To manage my collections, I start by putting the Library module in Grid view. You can press G to enter grid view. Let’s work with the standard Test Collection for the purpose of this tutorial. To add images to that collection, you can simply drag and drop them from Grid view onto the collection. As you drag and drop, they’ll be added to the collection.
At some point, you’ll have a need to create more collections. To do this, press the + button at the upper right part of the Collections panel and choose Create Collection.
Target Collections
Another great option to add images to a collection is to use the Target Collection function. With the Target Collection function, you can add any image to a selected collection just by pressing B on the keyboard.
You can set any Collection as the target by right clicking (or Cmd and click on a Mac) and choosing Set as Target Collection. Once a collection is designated as the target, an image will be added to it as soon as you press B on the keyboard.
Collection Sets
To give you another level of organization, Collection Sets exist to allow for grouping of collections. To create a new Collection Set, just press the same + button and choose Create Collection Set. Give it a name and you’ll have a new Collection Set, a tool to organize your collections.

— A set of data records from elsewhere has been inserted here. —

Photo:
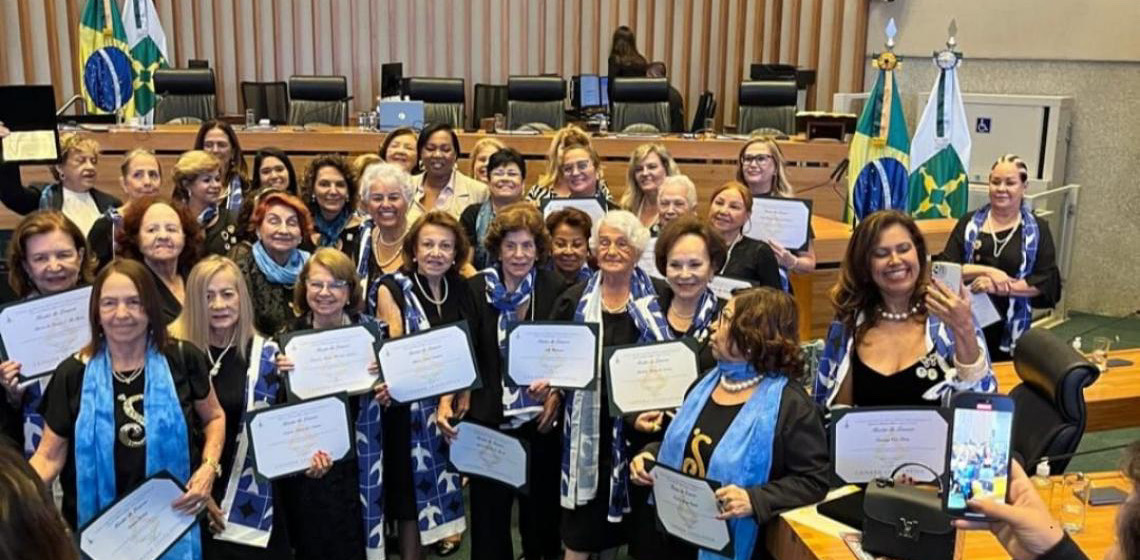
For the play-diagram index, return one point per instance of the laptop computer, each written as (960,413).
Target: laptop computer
(396,114)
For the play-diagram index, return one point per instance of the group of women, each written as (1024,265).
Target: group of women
(190,292)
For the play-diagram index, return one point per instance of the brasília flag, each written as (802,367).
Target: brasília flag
(941,152)
(147,49)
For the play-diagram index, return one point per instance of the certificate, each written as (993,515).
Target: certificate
(782,220)
(651,376)
(283,438)
(483,452)
(429,364)
(138,526)
(870,443)
(42,332)
(563,354)
(687,509)
(330,362)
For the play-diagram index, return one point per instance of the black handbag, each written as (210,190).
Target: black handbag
(905,521)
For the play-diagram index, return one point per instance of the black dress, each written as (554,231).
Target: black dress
(230,384)
(490,501)
(190,375)
(1044,276)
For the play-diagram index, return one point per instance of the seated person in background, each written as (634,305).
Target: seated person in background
(1007,252)
(904,339)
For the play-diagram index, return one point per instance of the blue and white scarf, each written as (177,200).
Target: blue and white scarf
(743,455)
(278,274)
(439,496)
(519,407)
(1017,316)
(167,444)
(835,363)
(585,413)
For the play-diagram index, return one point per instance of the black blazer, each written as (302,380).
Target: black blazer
(487,402)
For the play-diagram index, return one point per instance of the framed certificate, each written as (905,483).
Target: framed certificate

After the new Collection Set appears in the Collections panel, you can drag and drop collections into the set to group any number of collections together.
Automating Collections with Smart Collections
Smart Collections are an incredibly powerful tool to build collections based on any rules that we set for them. Basically, we can give Lightroom a list of criteria, like “four stars and red color labels,” and they’ll automatically be added to a collection. These smart collections are like a saved search: they dynamically update in real time, so they’ll add images that meet criteria instantly.
Lightroom has several Smart Collections built into it that you’ll see as you expand the label. Press the arrow to the left to see these.
Immediately, you’ll see the power of Smart Collections as you can easily browse to collections of Five Stars photos, your photos from the Past Month, and many others. When you click these collections Lightroom will refine the selected images to these criteria.
We can create our own Smart Collection rules by again pressing the + button at the upper right part of the panel and choosing Create Smart Collection.
This screen has a ton of options to build our own Smart Collection rules. The first thing we’ll want to do is examine the dropdown next to the word Match. Our options here are Any, All, and None. Below this, we’ll add our search rules
- Use an Any to include photos that match any of the included criteria
- Use All to include photos that meet every criteria that we add: if we have “Red” color label and “Four Stars”, the photo will have to have both of these, for example
- Use None to include photos that do not match the criteria. I like to think of this as an “inverse” collection. For example, we could choose “None” and then “Has Smart Preview” to show all images that need to have their Smart Previews rendered.
This simple selection between Any, All, and None has a major impact on how our Smart Collections function. Start by envisioning the goal of the collection and then tailoring your selection appropriately.
These Smart Collections are powerful ways to build sets of images that update dynamically and follow the rules you set. Your workflow may require these highly customized groupings of images that can only be addressed with Smart Collections.
Recap
The power of collections is to group your images in a meaningful way, organizing them in the virtual folders system that Collections allow for. There is no limit to the number of collections an image can exist in, and we can even group collections with Collection Sets.
Finally, remember that Smart Collections are really brilliant “saved searches” that group images based on rules you add for them.